Malcolm thought of the dark hours chained in Latham’s vile cell. Aye, and anger had kept his spirit strong—anger and hate. What of Mercien? What buoyed him up?

He nodded reluctantly.

She came and sat across from him. “I shall tell you a secret, Malcolm. You recall I said things did not go easily for me in my husband’s home.”

“Aye.”

“Aye,” she echoed softly. “I had barely fifteen years when I went to him. And I lost bairn after bairn.” Sorrow filled her eyes. “Once I gained my freedom at his death, I consulted wi’ the best physicians. ’Tis their considered opinion I will ne’er bear a living child.” Her gaze fell abruptly. “I could no’ ask that of Mercien, to live wi’out issue. I ken fine what it means to a man, having a son.”

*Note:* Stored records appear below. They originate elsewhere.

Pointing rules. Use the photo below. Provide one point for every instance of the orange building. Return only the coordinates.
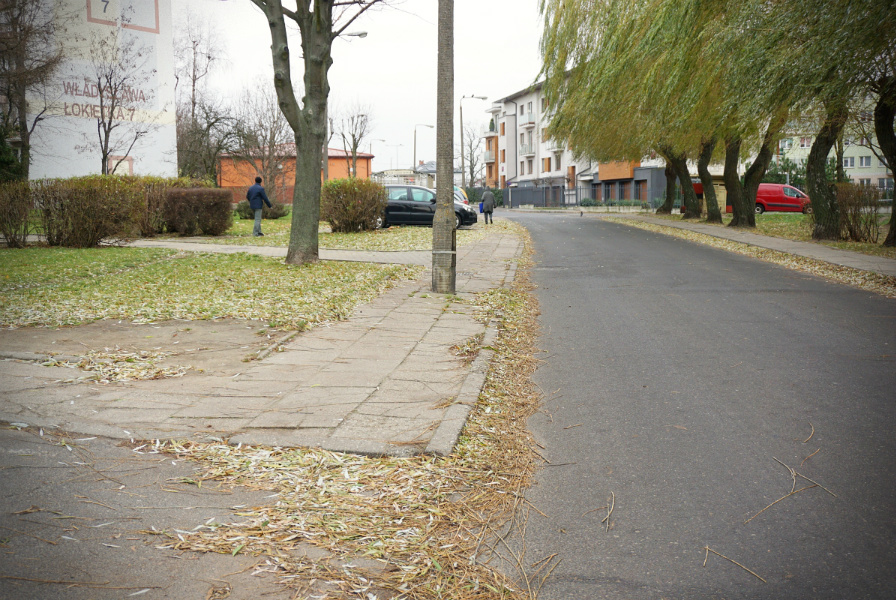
(238, 173)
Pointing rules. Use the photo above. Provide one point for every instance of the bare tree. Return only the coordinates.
(203, 138)
(119, 80)
(353, 129)
(471, 149)
(30, 58)
(318, 27)
(262, 135)
(205, 127)
(197, 51)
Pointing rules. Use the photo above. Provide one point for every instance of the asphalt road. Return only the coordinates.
(675, 375)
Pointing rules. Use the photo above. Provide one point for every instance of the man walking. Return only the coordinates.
(488, 206)
(256, 196)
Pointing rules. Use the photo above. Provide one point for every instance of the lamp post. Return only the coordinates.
(463, 172)
(397, 146)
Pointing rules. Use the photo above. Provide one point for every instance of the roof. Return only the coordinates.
(288, 150)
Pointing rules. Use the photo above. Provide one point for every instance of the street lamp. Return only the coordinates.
(397, 146)
(463, 172)
(415, 145)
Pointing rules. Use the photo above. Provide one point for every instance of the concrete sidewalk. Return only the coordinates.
(384, 382)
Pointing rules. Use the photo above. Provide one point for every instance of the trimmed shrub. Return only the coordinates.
(84, 211)
(859, 206)
(351, 205)
(15, 212)
(275, 212)
(155, 191)
(189, 211)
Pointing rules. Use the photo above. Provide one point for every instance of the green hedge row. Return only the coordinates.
(81, 212)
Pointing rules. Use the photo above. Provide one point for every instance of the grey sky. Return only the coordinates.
(392, 70)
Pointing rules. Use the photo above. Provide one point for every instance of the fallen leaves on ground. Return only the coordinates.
(106, 366)
(393, 239)
(156, 286)
(425, 525)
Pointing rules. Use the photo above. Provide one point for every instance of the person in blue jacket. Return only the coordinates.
(256, 195)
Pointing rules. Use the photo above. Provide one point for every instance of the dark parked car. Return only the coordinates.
(415, 205)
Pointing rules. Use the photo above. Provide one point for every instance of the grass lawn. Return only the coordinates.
(393, 239)
(59, 286)
(797, 226)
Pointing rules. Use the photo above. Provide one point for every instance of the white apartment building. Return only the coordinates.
(859, 162)
(65, 143)
(520, 156)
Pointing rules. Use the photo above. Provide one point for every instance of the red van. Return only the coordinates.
(777, 196)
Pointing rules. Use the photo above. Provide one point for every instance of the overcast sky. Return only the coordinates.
(393, 69)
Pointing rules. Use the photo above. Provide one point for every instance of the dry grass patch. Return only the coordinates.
(429, 523)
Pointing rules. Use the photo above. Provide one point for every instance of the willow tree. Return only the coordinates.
(320, 22)
(634, 76)
(815, 54)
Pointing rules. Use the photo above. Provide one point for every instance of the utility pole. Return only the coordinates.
(444, 234)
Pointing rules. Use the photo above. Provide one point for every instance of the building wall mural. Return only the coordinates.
(115, 89)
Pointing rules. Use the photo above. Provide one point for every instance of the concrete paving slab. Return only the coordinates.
(369, 384)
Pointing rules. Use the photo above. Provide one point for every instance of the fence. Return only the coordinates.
(560, 197)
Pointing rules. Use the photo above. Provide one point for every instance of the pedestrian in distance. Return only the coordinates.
(256, 196)
(488, 206)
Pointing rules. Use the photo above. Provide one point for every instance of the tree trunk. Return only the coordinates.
(826, 215)
(666, 208)
(841, 173)
(742, 215)
(444, 235)
(884, 115)
(713, 215)
(756, 172)
(689, 197)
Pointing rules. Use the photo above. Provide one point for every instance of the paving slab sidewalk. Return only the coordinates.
(384, 382)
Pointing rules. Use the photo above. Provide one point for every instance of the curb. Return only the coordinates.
(448, 432)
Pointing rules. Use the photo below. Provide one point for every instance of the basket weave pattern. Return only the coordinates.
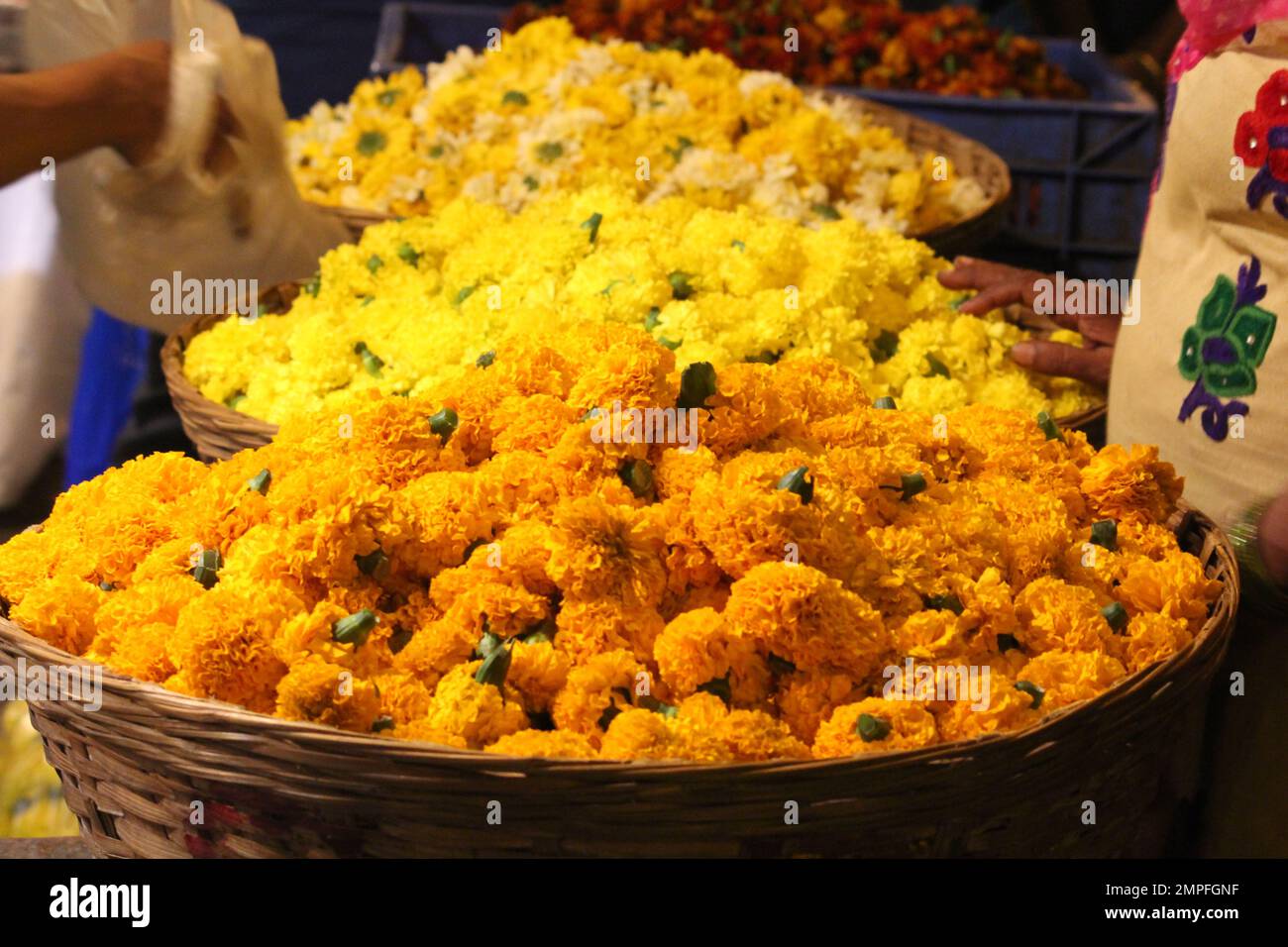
(133, 771)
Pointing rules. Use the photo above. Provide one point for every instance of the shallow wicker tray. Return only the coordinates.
(969, 158)
(133, 770)
(219, 432)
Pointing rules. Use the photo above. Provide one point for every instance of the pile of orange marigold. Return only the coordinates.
(484, 569)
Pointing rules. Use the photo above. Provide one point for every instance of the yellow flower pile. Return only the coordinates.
(31, 799)
(480, 567)
(533, 115)
(416, 302)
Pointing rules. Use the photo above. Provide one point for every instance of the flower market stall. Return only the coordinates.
(656, 460)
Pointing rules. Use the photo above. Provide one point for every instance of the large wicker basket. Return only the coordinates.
(134, 770)
(969, 158)
(219, 432)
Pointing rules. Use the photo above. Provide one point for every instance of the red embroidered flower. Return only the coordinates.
(1273, 97)
(1250, 138)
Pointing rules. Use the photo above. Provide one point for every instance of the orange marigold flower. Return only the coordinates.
(480, 714)
(805, 699)
(798, 613)
(1068, 677)
(697, 648)
(60, 611)
(1133, 484)
(599, 688)
(1153, 638)
(606, 552)
(318, 690)
(223, 644)
(549, 744)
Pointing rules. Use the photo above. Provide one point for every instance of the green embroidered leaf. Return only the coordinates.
(1216, 308)
(1229, 380)
(1250, 331)
(1192, 355)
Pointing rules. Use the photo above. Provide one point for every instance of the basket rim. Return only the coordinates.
(183, 392)
(204, 710)
(997, 187)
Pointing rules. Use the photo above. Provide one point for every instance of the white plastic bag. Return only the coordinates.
(127, 228)
(40, 337)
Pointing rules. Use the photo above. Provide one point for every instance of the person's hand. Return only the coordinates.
(1000, 286)
(138, 91)
(141, 91)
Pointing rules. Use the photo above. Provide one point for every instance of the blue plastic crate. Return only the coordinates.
(1081, 169)
(420, 34)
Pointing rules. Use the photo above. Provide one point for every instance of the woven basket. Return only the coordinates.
(133, 771)
(969, 158)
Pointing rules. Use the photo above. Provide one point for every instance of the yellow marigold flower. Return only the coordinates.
(549, 744)
(426, 307)
(321, 692)
(800, 615)
(1068, 677)
(875, 724)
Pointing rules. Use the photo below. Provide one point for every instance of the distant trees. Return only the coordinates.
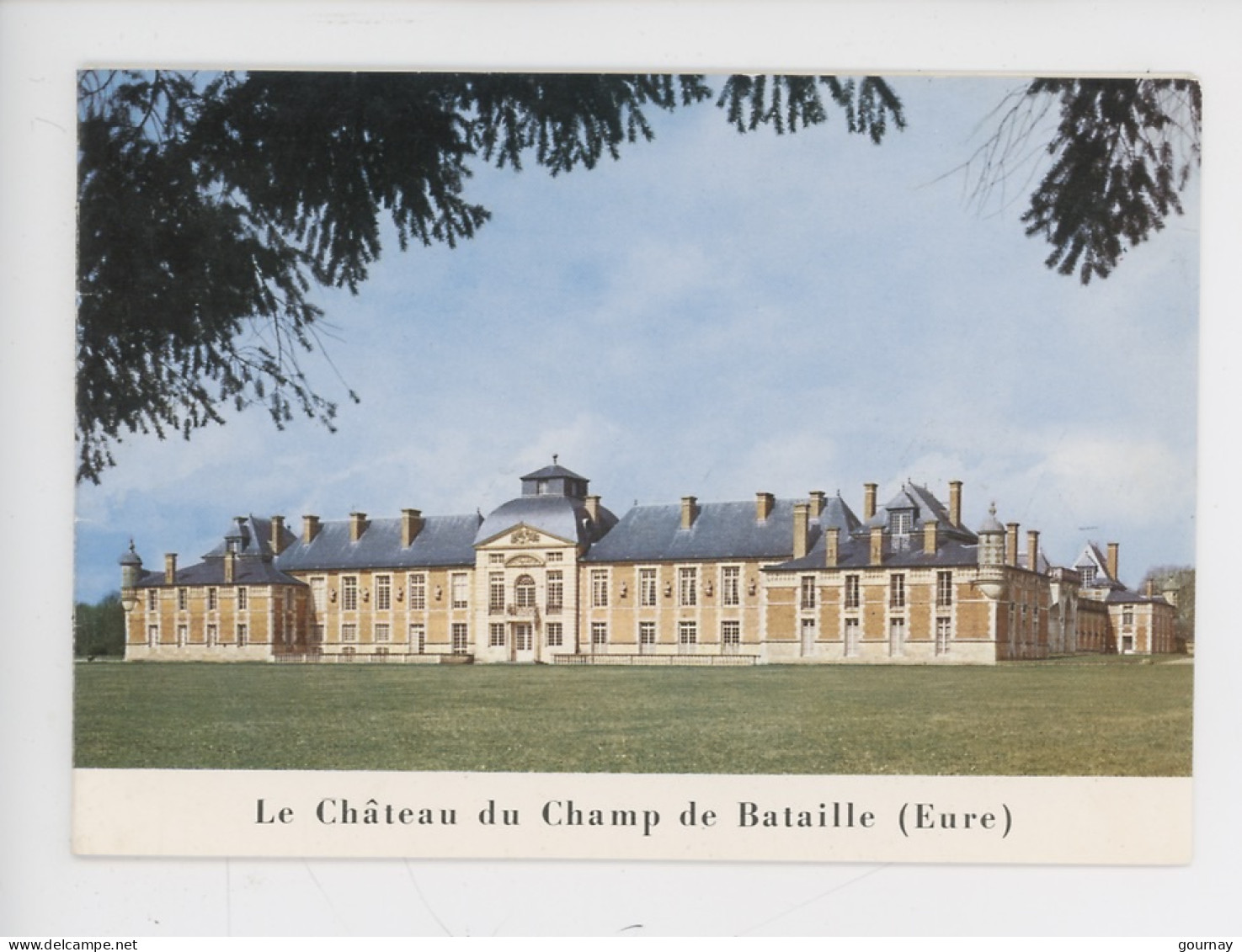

“But…” Would Mercien care? Aye so, he would care, any man would. But Malcolm doubted it would keep him from a life at Catha’s side.

Still, deep sadness touched him. “I am that sorry for what you suffered at the hands o’ your husband.”

Her eyes grew brilliant with tears. “Do you ken how I remember Mercien? How I did, all that time I remained in my husband’s hands? Laughing, always laughing, his eyes alight. And that smile—I could ne’er help but smile when I saw it. Always teasing and spinning silly flights o’ fancy. He was my strength, then. But such a man should ha’ bairns. He should infect them wi’ his laughter and tuck them into their wee beds at night.”

Abruptly, she broke. Malcolm did not know if she cried for old wounds or new, but his heart ached in his chest. Aye so, Mercien had always carried light within him. Malcolm could not but wonder whether, by now, it would have winked out, shut away in pain and darkness.

“Whisht, lass.” He drew Catha into his arms. And how many times had he longed to have her there? Now his heart broke all over again. For he must hurt her far more than she’d already been hurt, if he meant to save Mercien, betray her in the worst possible manner.

How could he betray a woman who trusted him? Aye, and how could he leave his brother languishing in the blackness of Latham’s cell?